AI researchers have various goals: many are mainly interested in studying some aspects of intelligence, and want to build rigorous systems, often based on a sophisticated mathematical analysis. One characteristic of this approach is to divide AI in many sub-domains such as belief revision, collective decision making, temporal reasoning, planning, and so on. However, other researchers want to model human behavior, while I belong to a third category, which only wants to create systems solving as many problems as possible in the most efficient way.
At the beginning of AI, the supporters of the last approach were the majority but, with the passing years, they have become such a minority that many do not understand the interest of this approach, which they judge unrealistic, and even non scientific. Some present AI researchers look with condescension at those who are still working on these ideas, and they are speaking of the Good Old Fashioned Artificial Intelligence. Very funny, the acronym is almost Goofy! However, one can be arrogant when one has obtained excellent results, which is certainly not the case: AI has not yet changed the life of human beings. It is better to think that there are several approaches, and that all of them must be developed as long as one of them has not succeeded in making a significant breakthrough.
In my approach, we experiment very large systems, using a lot of knowledge. It is very difficult to foresee what results such a system will obtain: its behavior is unpredictable. Usually, one has unpleasant surprises, we have not at all the excellent results that we expected. Therefore, we have to understand why it goes wrong, and to correct the initial knowledge. During this analysis, we may find new concepts that will enable us to improve our methods. Finally, almost nothing of the first system is still present after this succession of modifications. For this reason, a paper where a researcher presents what he wants to do at the start of his research is not very interesting, the final system will be too different from the initial one. The interest of the first inspiration is that it is necessary for starting the process of improving this succession of systems. Only the last version is really useful. We have to start in a promising direction, and to describe only what we have built at the end.
This method has many drawbacks for the scientifically correct approach. First, we cannot publish many papers: we must wait to have a system that has interesting results, and that may require several years. Moreover, it is almost impossible to describe a very large system with enough precision, so that another researcher could reproduce it. Naturally, it is always possible to take the program, and check that it gets the same results but, if so, one does not really understand how it works. For being convinced of the interest of a system, a scientist wants to create it again. Unfortunately, that requires a lot of time since these systems use a lot of knowledge. Moreover, they are so complex that it is impossible to give a complete description, too many minor details are important for the success of the new system. For instance, CAIA includes more than 10,000 rules, and a twenty pages paper may be necessary for explaining only fifty of them. I could remake Laurière’s ALICE because I could question him about important choices which he had not the place to include into the 200 pages of his thesis.
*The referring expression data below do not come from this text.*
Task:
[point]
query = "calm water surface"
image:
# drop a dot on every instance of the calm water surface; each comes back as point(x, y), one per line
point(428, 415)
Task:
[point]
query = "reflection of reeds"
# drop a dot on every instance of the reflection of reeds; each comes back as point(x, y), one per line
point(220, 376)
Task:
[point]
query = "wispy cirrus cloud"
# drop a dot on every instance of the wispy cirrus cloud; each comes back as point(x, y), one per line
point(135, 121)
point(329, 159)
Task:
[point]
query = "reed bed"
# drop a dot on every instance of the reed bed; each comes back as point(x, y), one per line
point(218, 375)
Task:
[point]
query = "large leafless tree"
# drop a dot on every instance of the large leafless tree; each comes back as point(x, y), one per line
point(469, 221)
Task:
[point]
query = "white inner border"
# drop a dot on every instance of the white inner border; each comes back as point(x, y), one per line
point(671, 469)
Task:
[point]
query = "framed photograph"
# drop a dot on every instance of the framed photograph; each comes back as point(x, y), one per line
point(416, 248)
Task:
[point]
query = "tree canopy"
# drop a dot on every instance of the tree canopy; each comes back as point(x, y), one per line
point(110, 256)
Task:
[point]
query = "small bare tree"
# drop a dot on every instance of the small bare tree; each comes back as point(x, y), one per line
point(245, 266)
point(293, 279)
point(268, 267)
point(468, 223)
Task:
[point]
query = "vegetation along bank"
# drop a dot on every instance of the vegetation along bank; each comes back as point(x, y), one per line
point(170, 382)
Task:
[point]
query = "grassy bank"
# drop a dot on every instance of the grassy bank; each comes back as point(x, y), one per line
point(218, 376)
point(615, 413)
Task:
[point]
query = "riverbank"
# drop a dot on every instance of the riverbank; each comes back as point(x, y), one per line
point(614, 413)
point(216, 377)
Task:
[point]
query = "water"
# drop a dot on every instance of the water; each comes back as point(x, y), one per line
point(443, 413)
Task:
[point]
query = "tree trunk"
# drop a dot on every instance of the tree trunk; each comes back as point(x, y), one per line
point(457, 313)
We can understand than many researchers reluctantly look for an approach that has not a beautiful mathematical rigor. Unfortunately, it is not evident that mathematics are appropriate for AI, rigor is often too costly in computer time. If a system using a perfectly rigorous method can solve a problem, that is the best solution. For instance, that is the case for Chess endings with at most seven pieces. However, it does not seem that it is always possible, theoretical results prove that, for some problems, the computer time necessary for the fastest solution, increases dramatically with the size of this problem.
For the most complex problems, we must trade perfection against speed, and realize systems that solve many, but not all, problems in a reasonable time. It seems that such systems have to use a huge amount of knowledge. As they are very large, it is impossible to be sure that they never make mistakes. However, it is better to have a system that correctly solves many problems, and makes a few mistakes, than a system that fails to solve most problems because they would require too must time. After all, human beings often make mistakes; this does not prevent us to make sometimes good decisions.